Dirigé par le chef de chœur de l'Opéra de Limoges Edward Ananian-Cooper (avant que Chloé Dufresne ne prenne le relais pour les représentations suivantes), l’Orchestre de l'Opéra de Limoges contribue largement au dynamisme général, avec homogénéité dans l’alliage des pupitres. L’ouverture est pleine de l’allant attendu, portée par un rythme vif sans être non plus effréné, et l’expressivité est au rendez-vous dans les passages appelant à davantage de tendresse ou d’émoi (avec des cuivres -et notamment les trompettes- aux sonorités sachant être capiteuses et vibrantes lorsque nécessaire). Les ballets, tel celui des flocons de neige, sont captivants de lyrisme, et l’éruption du volcan est portée par un saisissant magma sonore qui doit beaucoup au feu des timbales. Dominé par les voix féminines (comme une revanche à ce statut de femme-objet dont il est ici question), le Chœur de la maison est irréprochable, côté Terre comme côté Lune, dégageant un matériau consistant et résonnant à souhait.

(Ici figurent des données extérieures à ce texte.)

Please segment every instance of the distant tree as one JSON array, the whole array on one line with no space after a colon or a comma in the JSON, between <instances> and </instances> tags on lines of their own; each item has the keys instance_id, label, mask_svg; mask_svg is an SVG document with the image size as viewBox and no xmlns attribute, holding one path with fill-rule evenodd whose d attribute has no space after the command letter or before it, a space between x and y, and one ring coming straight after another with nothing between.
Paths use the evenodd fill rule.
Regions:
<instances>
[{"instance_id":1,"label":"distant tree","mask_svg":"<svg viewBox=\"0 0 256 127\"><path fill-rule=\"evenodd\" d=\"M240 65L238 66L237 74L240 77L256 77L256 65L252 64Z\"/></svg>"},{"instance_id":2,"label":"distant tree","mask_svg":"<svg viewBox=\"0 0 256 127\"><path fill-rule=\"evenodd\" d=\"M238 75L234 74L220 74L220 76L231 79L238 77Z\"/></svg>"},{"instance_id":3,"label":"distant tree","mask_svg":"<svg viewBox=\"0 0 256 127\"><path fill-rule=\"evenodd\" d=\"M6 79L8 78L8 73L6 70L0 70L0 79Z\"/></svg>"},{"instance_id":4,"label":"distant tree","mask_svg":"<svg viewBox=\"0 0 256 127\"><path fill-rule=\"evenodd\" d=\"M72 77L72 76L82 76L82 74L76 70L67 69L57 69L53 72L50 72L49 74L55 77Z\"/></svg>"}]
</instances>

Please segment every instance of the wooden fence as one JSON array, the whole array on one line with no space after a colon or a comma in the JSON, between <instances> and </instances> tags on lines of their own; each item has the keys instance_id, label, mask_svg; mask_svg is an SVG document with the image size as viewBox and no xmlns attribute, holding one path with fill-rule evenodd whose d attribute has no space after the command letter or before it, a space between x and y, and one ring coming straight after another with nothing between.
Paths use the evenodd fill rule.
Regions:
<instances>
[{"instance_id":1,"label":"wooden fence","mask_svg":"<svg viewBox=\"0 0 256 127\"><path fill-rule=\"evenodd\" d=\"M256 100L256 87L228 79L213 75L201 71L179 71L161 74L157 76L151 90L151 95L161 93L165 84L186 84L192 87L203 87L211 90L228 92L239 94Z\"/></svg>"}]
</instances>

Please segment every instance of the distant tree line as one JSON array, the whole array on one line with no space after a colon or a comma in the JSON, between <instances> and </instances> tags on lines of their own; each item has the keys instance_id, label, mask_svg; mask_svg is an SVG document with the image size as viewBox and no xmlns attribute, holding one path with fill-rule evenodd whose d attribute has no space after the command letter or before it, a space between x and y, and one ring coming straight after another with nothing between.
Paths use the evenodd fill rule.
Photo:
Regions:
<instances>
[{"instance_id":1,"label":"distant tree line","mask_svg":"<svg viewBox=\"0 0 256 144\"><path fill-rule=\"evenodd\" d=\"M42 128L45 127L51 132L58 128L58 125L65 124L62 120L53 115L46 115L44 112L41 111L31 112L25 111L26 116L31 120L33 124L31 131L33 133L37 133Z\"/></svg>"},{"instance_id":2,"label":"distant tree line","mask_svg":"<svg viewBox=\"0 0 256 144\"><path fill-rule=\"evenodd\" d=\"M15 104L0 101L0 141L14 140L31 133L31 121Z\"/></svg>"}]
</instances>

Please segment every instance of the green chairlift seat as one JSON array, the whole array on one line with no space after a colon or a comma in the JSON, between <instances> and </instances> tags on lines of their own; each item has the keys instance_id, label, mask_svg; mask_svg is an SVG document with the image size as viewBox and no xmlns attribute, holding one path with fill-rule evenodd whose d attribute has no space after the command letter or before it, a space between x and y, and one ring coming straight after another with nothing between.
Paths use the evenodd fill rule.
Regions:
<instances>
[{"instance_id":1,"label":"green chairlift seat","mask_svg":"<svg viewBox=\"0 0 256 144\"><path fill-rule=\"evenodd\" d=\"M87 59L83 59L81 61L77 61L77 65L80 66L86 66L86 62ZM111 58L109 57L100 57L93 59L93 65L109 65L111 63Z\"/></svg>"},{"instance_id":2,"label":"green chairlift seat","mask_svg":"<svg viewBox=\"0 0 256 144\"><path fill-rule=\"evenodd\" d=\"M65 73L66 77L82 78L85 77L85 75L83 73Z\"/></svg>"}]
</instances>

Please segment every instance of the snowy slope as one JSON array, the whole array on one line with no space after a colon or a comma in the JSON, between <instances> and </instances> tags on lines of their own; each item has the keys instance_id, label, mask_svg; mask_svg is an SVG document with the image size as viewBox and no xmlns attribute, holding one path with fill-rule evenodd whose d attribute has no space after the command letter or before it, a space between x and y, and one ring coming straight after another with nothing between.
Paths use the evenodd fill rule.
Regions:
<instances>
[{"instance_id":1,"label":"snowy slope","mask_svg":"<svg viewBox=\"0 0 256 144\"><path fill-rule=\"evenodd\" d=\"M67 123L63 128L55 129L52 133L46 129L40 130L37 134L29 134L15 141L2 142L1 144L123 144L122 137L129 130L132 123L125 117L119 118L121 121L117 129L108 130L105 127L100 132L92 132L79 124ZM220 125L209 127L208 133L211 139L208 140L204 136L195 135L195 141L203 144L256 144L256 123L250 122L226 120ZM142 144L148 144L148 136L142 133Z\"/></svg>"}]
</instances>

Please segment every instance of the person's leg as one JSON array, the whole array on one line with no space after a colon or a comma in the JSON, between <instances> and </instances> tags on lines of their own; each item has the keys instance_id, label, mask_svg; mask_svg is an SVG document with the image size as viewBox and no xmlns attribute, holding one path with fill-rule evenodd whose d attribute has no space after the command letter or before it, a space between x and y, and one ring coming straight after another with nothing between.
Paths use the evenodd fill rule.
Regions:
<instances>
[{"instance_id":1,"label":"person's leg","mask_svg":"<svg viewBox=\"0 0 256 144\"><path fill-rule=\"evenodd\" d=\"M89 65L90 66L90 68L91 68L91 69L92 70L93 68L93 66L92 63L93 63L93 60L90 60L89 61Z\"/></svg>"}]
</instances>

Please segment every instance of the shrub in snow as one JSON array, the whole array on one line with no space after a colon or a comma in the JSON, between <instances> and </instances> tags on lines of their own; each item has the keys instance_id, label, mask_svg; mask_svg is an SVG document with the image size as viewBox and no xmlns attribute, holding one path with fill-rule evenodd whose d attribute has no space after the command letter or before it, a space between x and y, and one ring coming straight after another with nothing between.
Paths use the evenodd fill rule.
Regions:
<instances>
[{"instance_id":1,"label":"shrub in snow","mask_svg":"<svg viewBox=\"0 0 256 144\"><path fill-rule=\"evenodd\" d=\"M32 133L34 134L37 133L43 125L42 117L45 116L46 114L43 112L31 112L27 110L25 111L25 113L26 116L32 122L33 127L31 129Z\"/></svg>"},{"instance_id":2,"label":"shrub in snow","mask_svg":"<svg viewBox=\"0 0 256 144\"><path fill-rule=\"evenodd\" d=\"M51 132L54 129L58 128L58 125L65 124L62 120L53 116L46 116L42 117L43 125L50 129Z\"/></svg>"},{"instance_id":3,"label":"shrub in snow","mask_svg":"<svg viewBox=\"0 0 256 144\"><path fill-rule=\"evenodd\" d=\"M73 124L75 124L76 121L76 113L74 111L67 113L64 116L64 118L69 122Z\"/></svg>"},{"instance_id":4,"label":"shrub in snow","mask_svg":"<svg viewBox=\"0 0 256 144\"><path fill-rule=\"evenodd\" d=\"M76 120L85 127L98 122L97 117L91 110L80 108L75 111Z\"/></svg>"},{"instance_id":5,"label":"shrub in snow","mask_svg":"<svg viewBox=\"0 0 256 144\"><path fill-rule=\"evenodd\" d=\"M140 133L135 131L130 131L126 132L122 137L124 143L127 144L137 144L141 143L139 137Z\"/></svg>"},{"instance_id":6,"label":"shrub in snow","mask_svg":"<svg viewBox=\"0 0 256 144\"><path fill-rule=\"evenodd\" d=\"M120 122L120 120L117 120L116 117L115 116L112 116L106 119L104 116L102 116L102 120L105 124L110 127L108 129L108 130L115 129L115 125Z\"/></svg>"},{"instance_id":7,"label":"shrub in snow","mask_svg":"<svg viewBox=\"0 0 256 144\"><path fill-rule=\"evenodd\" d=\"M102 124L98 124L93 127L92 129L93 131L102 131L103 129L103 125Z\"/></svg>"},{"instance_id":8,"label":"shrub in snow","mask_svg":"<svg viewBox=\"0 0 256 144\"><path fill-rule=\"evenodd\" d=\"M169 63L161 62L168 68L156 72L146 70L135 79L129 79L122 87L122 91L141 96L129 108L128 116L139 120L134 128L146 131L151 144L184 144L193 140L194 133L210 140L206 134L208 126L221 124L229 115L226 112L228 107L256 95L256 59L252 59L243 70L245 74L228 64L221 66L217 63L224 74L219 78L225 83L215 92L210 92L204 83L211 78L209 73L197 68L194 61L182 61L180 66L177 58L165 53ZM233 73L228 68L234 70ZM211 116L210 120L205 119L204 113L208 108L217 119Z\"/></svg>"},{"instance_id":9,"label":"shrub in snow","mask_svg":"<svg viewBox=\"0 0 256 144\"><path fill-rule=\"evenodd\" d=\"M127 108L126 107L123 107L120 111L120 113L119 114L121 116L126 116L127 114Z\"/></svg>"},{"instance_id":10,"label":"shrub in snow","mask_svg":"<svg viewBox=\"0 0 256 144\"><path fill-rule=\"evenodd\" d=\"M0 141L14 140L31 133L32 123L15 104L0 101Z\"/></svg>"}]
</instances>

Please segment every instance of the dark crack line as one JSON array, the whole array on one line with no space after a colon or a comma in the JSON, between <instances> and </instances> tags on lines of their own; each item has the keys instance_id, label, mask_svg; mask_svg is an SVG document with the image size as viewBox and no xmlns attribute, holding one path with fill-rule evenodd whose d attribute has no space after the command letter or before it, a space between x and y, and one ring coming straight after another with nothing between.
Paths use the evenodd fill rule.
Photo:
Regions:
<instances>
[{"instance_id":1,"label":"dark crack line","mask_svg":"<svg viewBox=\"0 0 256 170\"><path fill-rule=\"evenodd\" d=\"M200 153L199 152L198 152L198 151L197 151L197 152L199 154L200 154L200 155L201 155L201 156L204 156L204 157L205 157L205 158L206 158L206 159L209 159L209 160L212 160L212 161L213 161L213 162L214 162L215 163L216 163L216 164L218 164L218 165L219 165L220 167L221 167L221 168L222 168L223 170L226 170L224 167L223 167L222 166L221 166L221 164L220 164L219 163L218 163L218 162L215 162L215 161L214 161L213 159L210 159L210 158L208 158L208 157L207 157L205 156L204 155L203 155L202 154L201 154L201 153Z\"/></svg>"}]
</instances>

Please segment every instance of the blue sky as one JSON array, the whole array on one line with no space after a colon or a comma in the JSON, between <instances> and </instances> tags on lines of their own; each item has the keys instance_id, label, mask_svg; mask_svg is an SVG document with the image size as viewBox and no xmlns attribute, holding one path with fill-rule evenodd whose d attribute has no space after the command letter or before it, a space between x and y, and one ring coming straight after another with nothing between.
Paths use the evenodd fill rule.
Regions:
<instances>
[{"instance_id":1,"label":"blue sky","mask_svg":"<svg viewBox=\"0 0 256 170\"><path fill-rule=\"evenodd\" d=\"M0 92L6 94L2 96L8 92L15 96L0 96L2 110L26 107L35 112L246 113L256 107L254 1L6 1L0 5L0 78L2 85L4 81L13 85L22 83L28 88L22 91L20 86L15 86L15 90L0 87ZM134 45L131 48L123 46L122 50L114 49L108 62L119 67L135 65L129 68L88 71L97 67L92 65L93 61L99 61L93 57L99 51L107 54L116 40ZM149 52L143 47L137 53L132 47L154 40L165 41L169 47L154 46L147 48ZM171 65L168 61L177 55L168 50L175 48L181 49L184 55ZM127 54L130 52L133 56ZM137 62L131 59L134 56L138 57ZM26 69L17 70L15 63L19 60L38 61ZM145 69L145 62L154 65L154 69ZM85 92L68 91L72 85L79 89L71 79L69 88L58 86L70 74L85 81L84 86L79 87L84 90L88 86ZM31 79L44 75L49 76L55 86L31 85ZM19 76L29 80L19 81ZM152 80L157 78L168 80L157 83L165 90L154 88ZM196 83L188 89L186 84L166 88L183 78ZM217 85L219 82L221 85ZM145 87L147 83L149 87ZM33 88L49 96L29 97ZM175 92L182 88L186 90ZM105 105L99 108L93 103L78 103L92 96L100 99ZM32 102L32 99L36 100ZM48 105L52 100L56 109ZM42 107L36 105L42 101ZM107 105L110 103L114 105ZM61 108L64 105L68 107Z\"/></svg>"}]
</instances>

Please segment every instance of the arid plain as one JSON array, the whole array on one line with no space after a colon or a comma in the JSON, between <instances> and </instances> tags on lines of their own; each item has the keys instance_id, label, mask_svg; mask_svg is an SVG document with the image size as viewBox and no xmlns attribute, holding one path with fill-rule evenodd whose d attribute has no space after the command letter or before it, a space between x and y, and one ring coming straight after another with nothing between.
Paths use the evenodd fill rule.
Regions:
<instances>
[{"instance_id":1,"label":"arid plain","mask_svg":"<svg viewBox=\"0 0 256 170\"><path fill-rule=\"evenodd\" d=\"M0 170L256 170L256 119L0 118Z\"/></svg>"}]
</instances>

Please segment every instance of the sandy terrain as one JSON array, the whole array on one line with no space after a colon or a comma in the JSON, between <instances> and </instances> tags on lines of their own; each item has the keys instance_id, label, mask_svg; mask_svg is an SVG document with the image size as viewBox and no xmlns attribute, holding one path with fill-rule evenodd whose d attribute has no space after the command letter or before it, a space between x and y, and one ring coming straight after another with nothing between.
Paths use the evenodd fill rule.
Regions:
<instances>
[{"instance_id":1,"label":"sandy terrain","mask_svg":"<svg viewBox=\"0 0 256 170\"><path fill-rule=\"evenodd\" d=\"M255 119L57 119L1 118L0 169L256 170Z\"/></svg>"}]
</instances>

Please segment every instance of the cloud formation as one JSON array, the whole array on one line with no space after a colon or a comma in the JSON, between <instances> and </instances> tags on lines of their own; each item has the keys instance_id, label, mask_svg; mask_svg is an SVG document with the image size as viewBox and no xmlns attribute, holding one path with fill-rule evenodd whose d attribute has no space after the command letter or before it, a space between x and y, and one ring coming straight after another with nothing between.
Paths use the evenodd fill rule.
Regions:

Accompagnée par l'orchestre venant rejouer l’entraînant motif de l’ouverture, c’est une belle ovation qui vient conclure ce spectacle qui sait aussi faire écho à l’actualité en faisant dire aux personnages, entre deux tableaux, que la Terre était cet endroit “où l’on s’envoyait des missiles pour rien”. Désormais, le vaisseau de ce Voyage est attendu à Vichy et Clermont-Ferrand, avant de poursuivre sa tournée dans les autres maisons lyriques parmi la quinzaine qui participent à cette coproduction.